Long-term, dofetilide was discontinued in 72% of patients, primarily due to recurrent arrhythmias, QT prolongation, or successful ablation. Of note, 32% of patients underwent catheter ablation following dofetilide initiation, with successful ablation in the majority of PVC cases. During a mean follow-up of seven years, 71% of patients on dofetilide experienced recurrent VT/VF, heart transplantation, or death. Event-free survival was comparable between those who could and could not tolerate dofetilide, and multivariable analysis identified diabetes mellitus as an independent predictor of poor outcomes. Dofetilide therapy was not independently associated with the composite outcome of VT/VF recurrence, heart transplantation, or death.
Conclusion
The study’s main findings indicate that while dofetilide was initially successful in treating ventricular arrhythmias (VAs) in approximately 85% of patients, it was discontinued in 70% during long-term follow-up due to either inefficacy or intolerance. Notably, only 34% of patients achieved a clinically significant reduction (≥80%) in premature ventricular contractions (PVCs), and freedom from ventricular tachycardia (VT) was seen in about 40%. However, dofetilide did not significantly reduce the need for device therapies for VAs.
These results align with those from Shantha et al., who also found that dofetilide had limited utility in suppressing VT and PVCs over a two-year follow-up. Compared to prior studies, this cohort had a higher rate of discontinuation due to polymorphic VT or QT prolongation (22% versus 12%), and six patients experienced polymorphic VT during follow-up. This suggests that a lower tolerance for QT prolongation during drug loading and continued QT monitoring is crucial, especially as renal function changes.

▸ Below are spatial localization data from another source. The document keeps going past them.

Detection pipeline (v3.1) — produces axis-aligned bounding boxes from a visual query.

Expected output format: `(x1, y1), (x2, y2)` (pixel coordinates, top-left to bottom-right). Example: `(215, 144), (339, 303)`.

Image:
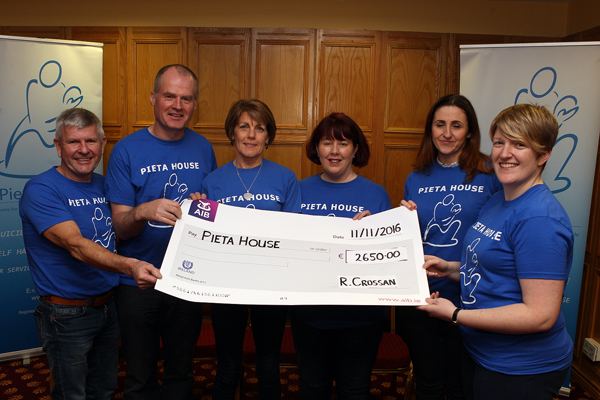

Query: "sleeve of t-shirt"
(281, 172), (302, 213)
(104, 145), (135, 207)
(403, 173), (413, 201)
(21, 181), (73, 235)
(208, 148), (218, 172)
(378, 186), (392, 213)
(512, 217), (572, 281)
(201, 175), (212, 199)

In terms of efficacy, approximately 50% of patients treated with dofetilide for VT were free from VT requiring ICD shocks during long-term follow-up. This is lower than the VT-free survival rates (>70%) reported in prior studies involving sotalol and amiodarone, suggesting dofetilide may be less effective than these agents. Furthermore, the efficacy of dofetilide in reducing PVCs was lower than that of prior trials, which showed a greater response with higher intravenous doses.
The study has several limitations, including its retrospective nature and the heterogeneity of the patient cohort, many of whom had failed prior antiarrhythmic treatments or catheter ablation. The study also lacked the power to assess efficacy in specific subgroups, and the results may not be applicable to regions where dofetilide is unavailable.
In conclusion, dofetilide demonstrated limited efficacy in treating VAs in patients with structural heart disease, particularly in those who had not responded to other antiarrhythmic therapies or catheter ablation. However, it may still be considered as a treatment option in specific cases where alternatives are unavailable. With careful monitoring, long-term use of dofetilide appears safe in this patient population.